La crise de la Covid-19 a déjà eu un impact fort sur les États faibles ou « en déliquescence », comme la République centrafricaine (RCA) et la République démocratique du Congo (RDC), a expliqué Saïd Abass Ahamed, directeur de Thinking Africa. La Covid-19 a accentué le manque de budget pour les projets de réforme de la sécurité en cours, depuis le début des années 2000 dans la région des Grands Lacs. La « fatigue » des bailleurs de fonds a eu un impact sur la réforme de la sécurité en général, allant au-delà de l'armée et de la police, touchant aussi les réformes de l'administration et de la justice. C'est là que la nécessité de trouver une solution aux conflits récurrents qui se produisent dans la région se fait sentir. En RDC, où les rébellions ne cessent de resurgir, des personnes sont encore tuées quotidiennement dans la région de Maniema. Ce pays devra compter sur ses propres fonds pour mener à bien son programme. Par ailleurs, il devra initier des pourparlers sur la paix en impliquant toutes les parties prenantes, comme par exemple les milices Maï-Maï en RDC. Ce retour aux décisions nationales pourrait assurer un effort de paix plus durable.

Moins de coercition, plus d'interaction avec les citoyens

Les situations varient fortement en Afrique, a souligné le Pr. Khalid Chegraoui, Senior Fellow au Policy Center for the New South, révélant une faiblesse générale de l'État et l'absence de politiques efficaces pour contrer les effets négatifs sur la ma stabilité. La crise liée à la Covid-19 a rendu la question sécuritaire plus difficile en Afrique, avec des différences importantes entre les pays, surtout en prenant compte de l'ampleur des conflits et des problèmes de gouvernance qui ont précédé la pandémie. L'évolution de la pandémie est spécifique à chaque pays, et la question de la similarité entre le nord et le sud de l'Afrique mériterait d’être étudiée.
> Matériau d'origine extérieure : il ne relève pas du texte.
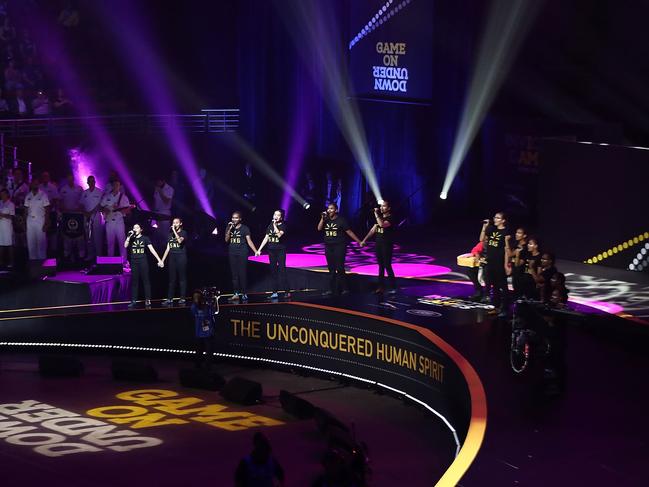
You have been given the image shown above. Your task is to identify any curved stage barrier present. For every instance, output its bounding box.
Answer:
[0,302,487,486]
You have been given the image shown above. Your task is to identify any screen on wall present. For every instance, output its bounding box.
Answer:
[347,0,433,102]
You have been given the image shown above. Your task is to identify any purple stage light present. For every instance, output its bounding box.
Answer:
[88,0,214,217]
[568,296,624,314]
[280,75,312,216]
[248,254,327,269]
[28,8,148,209]
[350,263,452,278]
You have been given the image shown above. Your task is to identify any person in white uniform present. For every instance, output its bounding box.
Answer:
[9,168,29,207]
[40,171,59,255]
[153,178,174,247]
[59,173,83,213]
[81,176,104,259]
[25,179,50,260]
[0,189,16,268]
[100,179,131,263]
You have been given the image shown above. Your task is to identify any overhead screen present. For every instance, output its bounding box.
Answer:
[348,0,433,102]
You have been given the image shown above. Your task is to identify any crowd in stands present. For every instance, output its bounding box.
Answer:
[0,0,80,118]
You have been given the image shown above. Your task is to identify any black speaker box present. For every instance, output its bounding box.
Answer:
[221,377,261,405]
[279,390,315,419]
[313,408,349,433]
[178,369,225,391]
[38,355,83,377]
[88,257,124,275]
[110,360,158,382]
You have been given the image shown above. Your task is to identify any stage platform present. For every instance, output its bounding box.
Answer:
[0,232,649,486]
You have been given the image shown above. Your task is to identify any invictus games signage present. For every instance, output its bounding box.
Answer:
[229,318,444,384]
[0,399,162,457]
[372,42,408,93]
[0,389,284,457]
[217,303,471,444]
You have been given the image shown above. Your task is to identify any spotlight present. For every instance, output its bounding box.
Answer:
[438,0,541,199]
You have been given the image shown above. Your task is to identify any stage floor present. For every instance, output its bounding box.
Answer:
[0,355,455,487]
[0,231,649,486]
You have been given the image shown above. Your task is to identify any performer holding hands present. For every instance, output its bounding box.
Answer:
[361,200,396,294]
[158,217,187,306]
[256,210,290,299]
[124,223,163,308]
[225,211,257,301]
[318,203,365,295]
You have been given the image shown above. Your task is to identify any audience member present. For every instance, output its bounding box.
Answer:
[0,188,16,268]
[53,88,74,116]
[32,90,50,117]
[234,432,284,487]
[9,88,30,117]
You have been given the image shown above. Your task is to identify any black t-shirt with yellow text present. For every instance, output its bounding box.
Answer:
[128,235,151,259]
[266,222,286,249]
[376,215,394,243]
[323,216,349,244]
[229,224,250,255]
[167,229,187,254]
[485,225,509,265]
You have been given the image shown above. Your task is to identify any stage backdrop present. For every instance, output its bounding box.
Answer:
[538,139,649,269]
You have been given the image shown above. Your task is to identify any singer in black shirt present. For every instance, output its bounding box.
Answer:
[480,212,510,318]
[225,211,257,301]
[162,217,187,306]
[256,210,290,299]
[318,203,365,294]
[124,223,164,308]
[362,200,396,294]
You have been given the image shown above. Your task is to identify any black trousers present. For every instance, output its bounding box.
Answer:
[375,239,396,289]
[228,254,248,294]
[325,243,347,294]
[268,249,290,292]
[131,256,151,301]
[466,267,483,296]
[485,261,509,308]
[167,252,187,299]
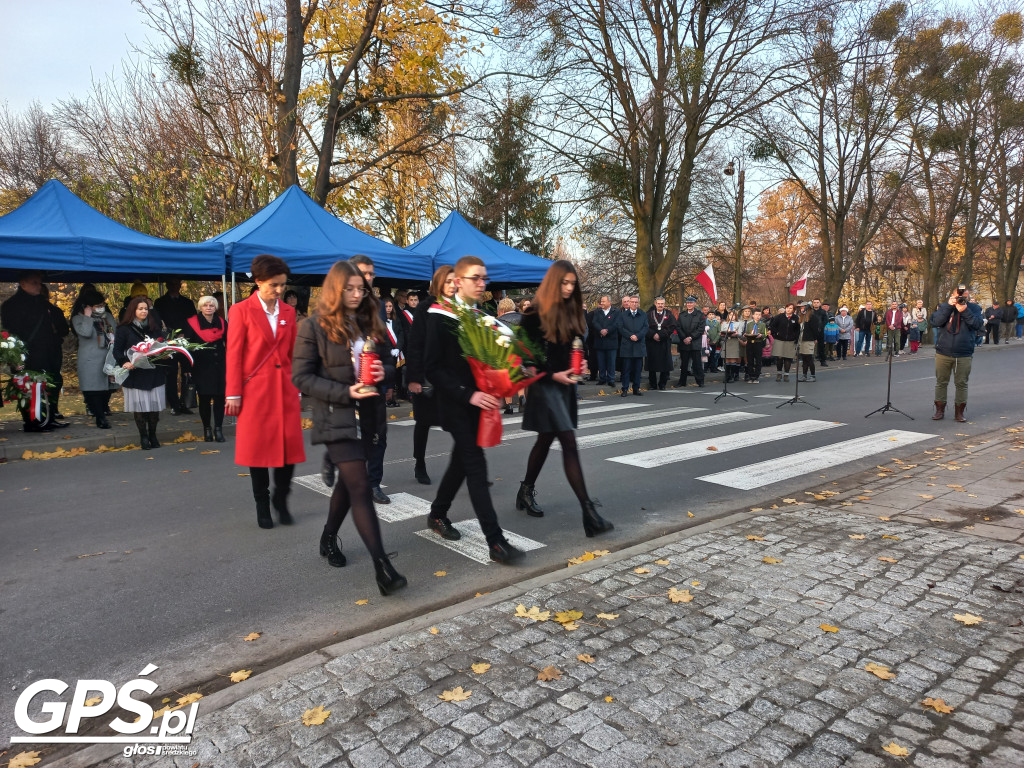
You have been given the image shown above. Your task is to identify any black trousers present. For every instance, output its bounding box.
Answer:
[430,429,503,545]
[679,347,703,384]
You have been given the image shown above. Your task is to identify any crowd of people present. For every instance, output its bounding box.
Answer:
[0,262,1024,595]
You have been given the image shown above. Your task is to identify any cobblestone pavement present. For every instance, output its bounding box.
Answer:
[64,432,1024,768]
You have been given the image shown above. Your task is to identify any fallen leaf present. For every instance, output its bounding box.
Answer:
[537,666,562,683]
[921,697,955,715]
[864,662,896,680]
[555,610,583,624]
[512,603,551,622]
[953,613,985,627]
[669,587,693,603]
[882,741,910,758]
[7,752,41,768]
[437,685,473,701]
[302,706,331,728]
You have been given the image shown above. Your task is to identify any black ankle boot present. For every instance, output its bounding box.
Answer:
[253,490,273,528]
[374,555,409,597]
[515,482,544,517]
[146,414,160,447]
[321,530,346,568]
[583,500,615,537]
[270,488,295,525]
[135,414,153,451]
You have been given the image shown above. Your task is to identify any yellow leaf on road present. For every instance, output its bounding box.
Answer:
[882,741,910,758]
[921,697,955,715]
[302,706,331,728]
[864,662,896,680]
[537,666,562,683]
[437,685,473,701]
[953,613,985,627]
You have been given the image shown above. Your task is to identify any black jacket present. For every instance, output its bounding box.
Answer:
[292,312,381,443]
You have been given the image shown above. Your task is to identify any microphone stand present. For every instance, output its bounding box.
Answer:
[864,347,914,421]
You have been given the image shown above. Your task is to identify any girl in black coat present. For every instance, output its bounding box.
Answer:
[183,296,227,442]
[515,259,614,537]
[292,261,407,595]
[114,296,167,451]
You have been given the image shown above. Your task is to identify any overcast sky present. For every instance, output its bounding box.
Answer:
[0,0,152,112]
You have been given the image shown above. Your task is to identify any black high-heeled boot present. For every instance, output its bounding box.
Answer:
[374,555,409,597]
[321,530,347,568]
[515,482,544,517]
[135,413,153,451]
[253,490,273,528]
[583,500,615,538]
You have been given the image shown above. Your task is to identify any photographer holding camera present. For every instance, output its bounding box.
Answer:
[931,284,983,422]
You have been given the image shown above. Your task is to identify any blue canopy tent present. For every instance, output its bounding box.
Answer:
[0,179,224,283]
[406,211,551,287]
[210,186,433,284]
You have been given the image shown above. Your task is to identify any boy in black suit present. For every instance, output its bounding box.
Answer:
[424,256,523,563]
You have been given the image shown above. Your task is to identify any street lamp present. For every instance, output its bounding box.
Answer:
[722,158,745,304]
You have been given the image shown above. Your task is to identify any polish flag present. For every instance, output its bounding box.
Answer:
[697,264,718,304]
[790,272,809,296]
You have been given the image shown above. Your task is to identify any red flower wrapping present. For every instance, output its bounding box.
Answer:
[466,355,544,447]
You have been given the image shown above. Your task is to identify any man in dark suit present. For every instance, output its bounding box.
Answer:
[424,256,523,563]
[590,296,622,387]
[618,296,647,397]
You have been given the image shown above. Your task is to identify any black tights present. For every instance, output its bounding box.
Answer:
[523,430,590,504]
[249,464,295,499]
[196,394,224,429]
[324,461,386,560]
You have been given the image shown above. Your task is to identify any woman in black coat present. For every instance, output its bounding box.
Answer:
[515,259,614,537]
[183,296,227,442]
[292,261,407,595]
[114,296,167,451]
[406,265,455,485]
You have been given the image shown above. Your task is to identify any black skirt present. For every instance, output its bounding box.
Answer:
[327,439,367,464]
[522,377,577,432]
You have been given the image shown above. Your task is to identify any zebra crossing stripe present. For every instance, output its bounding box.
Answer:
[502,408,708,442]
[697,429,935,490]
[416,517,546,565]
[551,409,767,451]
[608,419,844,471]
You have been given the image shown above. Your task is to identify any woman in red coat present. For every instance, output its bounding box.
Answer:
[224,256,306,528]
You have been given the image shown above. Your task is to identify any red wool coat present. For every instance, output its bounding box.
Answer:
[231,294,306,467]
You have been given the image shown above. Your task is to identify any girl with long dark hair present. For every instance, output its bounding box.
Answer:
[292,261,407,595]
[515,259,614,537]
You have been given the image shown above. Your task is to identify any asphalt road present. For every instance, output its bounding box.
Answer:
[0,343,1024,737]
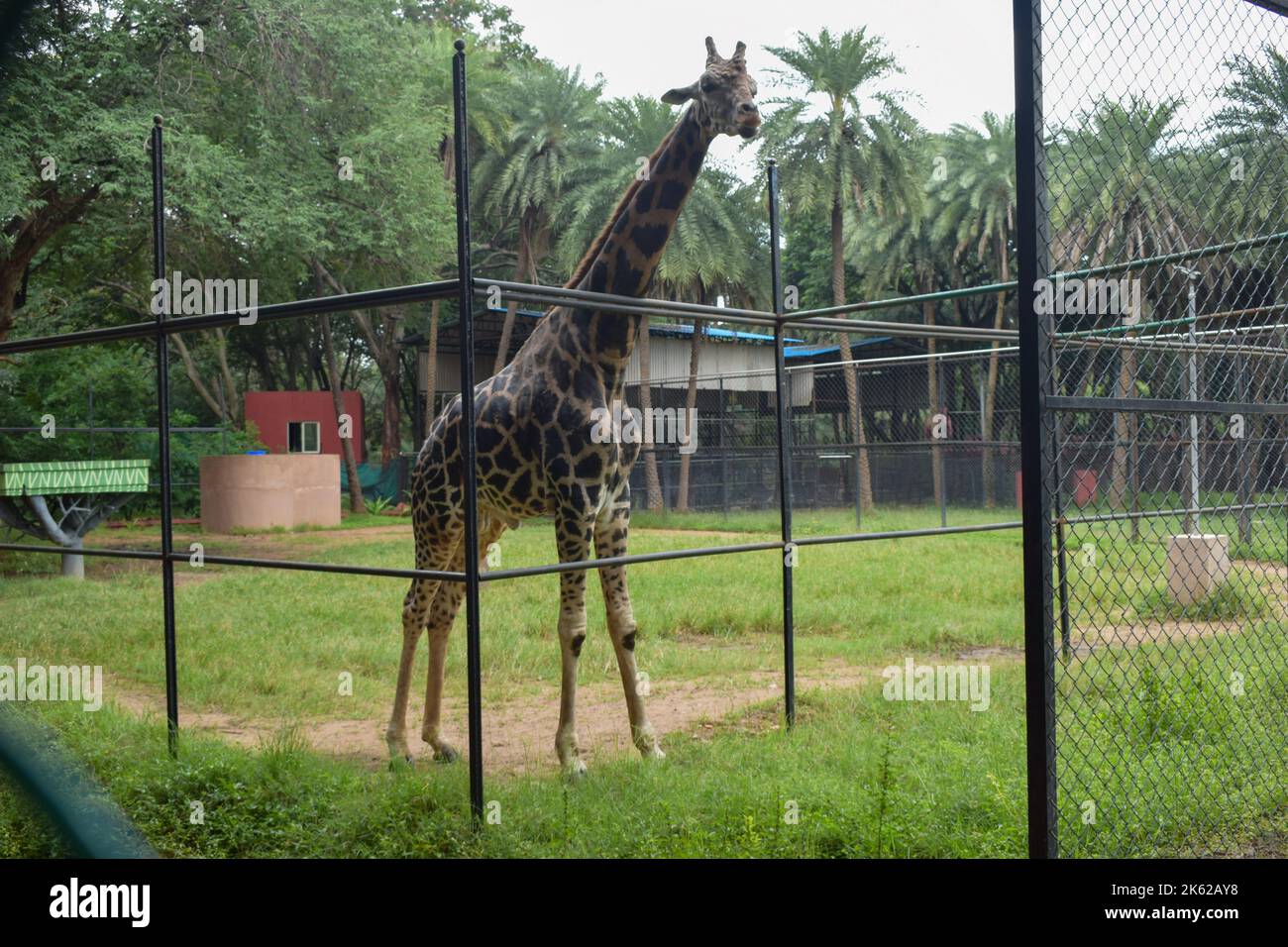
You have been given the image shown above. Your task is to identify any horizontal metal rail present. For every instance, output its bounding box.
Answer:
[783,316,1020,343]
[783,279,1018,324]
[0,543,465,582]
[793,519,1024,546]
[0,543,161,562]
[474,279,1019,342]
[1051,231,1288,279]
[0,279,460,356]
[474,277,774,325]
[1059,502,1288,526]
[1046,395,1288,415]
[0,425,232,434]
[480,530,783,582]
[0,231,1288,355]
[785,231,1288,336]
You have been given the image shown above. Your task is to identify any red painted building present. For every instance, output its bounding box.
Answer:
[246,391,368,464]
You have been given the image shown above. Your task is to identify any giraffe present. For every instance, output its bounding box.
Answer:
[385,36,760,776]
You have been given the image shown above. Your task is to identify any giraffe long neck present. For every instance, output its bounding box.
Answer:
[563,108,712,365]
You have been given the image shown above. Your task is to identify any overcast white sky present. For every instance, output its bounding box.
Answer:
[501,0,1288,174]
[502,0,1014,172]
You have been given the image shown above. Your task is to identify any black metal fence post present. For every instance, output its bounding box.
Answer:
[452,40,483,822]
[152,115,179,756]
[769,161,796,727]
[1012,0,1057,858]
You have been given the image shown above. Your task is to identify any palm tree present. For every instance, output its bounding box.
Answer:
[845,139,952,504]
[764,29,922,506]
[553,95,768,510]
[478,61,602,372]
[935,112,1015,506]
[1208,46,1288,252]
[1051,98,1201,509]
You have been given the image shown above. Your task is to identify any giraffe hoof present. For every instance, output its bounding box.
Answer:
[434,743,461,763]
[564,758,587,783]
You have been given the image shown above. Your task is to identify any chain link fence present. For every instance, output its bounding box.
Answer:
[1035,0,1288,856]
[627,347,1020,518]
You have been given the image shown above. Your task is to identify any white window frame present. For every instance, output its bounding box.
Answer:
[286,421,322,454]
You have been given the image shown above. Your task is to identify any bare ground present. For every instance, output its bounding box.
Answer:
[108,663,880,775]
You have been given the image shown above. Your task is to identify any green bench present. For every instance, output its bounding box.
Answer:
[0,460,149,579]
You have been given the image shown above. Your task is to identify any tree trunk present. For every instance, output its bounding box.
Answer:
[492,232,532,374]
[322,316,368,514]
[63,536,85,579]
[675,311,702,513]
[921,300,944,509]
[1109,236,1140,510]
[636,314,662,511]
[420,299,442,443]
[980,245,1012,509]
[832,198,872,510]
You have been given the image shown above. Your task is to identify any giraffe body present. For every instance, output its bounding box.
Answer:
[386,38,760,775]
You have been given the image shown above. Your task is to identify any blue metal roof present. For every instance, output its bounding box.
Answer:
[783,335,892,359]
[488,305,804,352]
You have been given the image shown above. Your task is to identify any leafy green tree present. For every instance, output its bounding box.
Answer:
[1207,46,1288,249]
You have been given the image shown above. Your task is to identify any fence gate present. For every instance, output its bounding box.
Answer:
[1015,0,1288,856]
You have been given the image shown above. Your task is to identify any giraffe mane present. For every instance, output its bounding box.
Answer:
[564,112,688,290]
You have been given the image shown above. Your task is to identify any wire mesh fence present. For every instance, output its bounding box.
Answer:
[1035,0,1288,856]
[627,347,1020,522]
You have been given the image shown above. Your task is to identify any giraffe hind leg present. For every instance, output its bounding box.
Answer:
[420,517,505,763]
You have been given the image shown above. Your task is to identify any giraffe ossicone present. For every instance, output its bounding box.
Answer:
[386,36,760,775]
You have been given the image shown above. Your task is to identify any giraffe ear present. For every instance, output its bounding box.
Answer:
[662,82,698,106]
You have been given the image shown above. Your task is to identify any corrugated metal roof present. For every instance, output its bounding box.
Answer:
[783,335,892,359]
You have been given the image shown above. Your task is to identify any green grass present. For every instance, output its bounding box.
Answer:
[0,510,1288,857]
[1134,579,1270,621]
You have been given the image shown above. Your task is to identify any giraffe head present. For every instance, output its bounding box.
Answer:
[662,36,760,138]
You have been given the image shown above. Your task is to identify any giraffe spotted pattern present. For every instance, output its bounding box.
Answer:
[386,38,760,775]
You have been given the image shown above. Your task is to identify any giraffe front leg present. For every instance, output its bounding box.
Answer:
[420,577,465,763]
[595,501,666,759]
[555,515,591,779]
[385,543,455,762]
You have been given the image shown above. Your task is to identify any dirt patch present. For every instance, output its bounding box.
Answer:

De nombreux pays ne communiquent plus les données sur la Covid-19 en Afrique. Les systèmes et les stratégies de santé sont hétérogènes, tout comme les profils de la maladie, une question difficile à commenter en l'absence de recherches. Il n'y a pas de débat en Afrique sur la propagation et les éventuelles mutations du virus. La gestion de la crise reste très complexe pour les États, mais cette tragédie humaine est aussi l'occasion pour les États de protéger plutôt que de s’imposer par la force, de se réconcilier et d'interagir avec la population, en utilisant les structures socioculturelles, et de convaincre de l'efficacité et de la légitimité des mesures prises. La dimension régionale et continentale fait toujours défaut dans les stratégies de sécurité pour anticiper les crises sanitaires futures et les réponses à y apporter. Nous (les africains) attendons tous que la production du vaccin vienne de d'autres pays et forces, et nous devrions en payer le prix par le biais de « gentlemen agreements » avec certains pays, au lieu de nous approvisionner à un coût moindre auprès de la Chine ou de la Russie.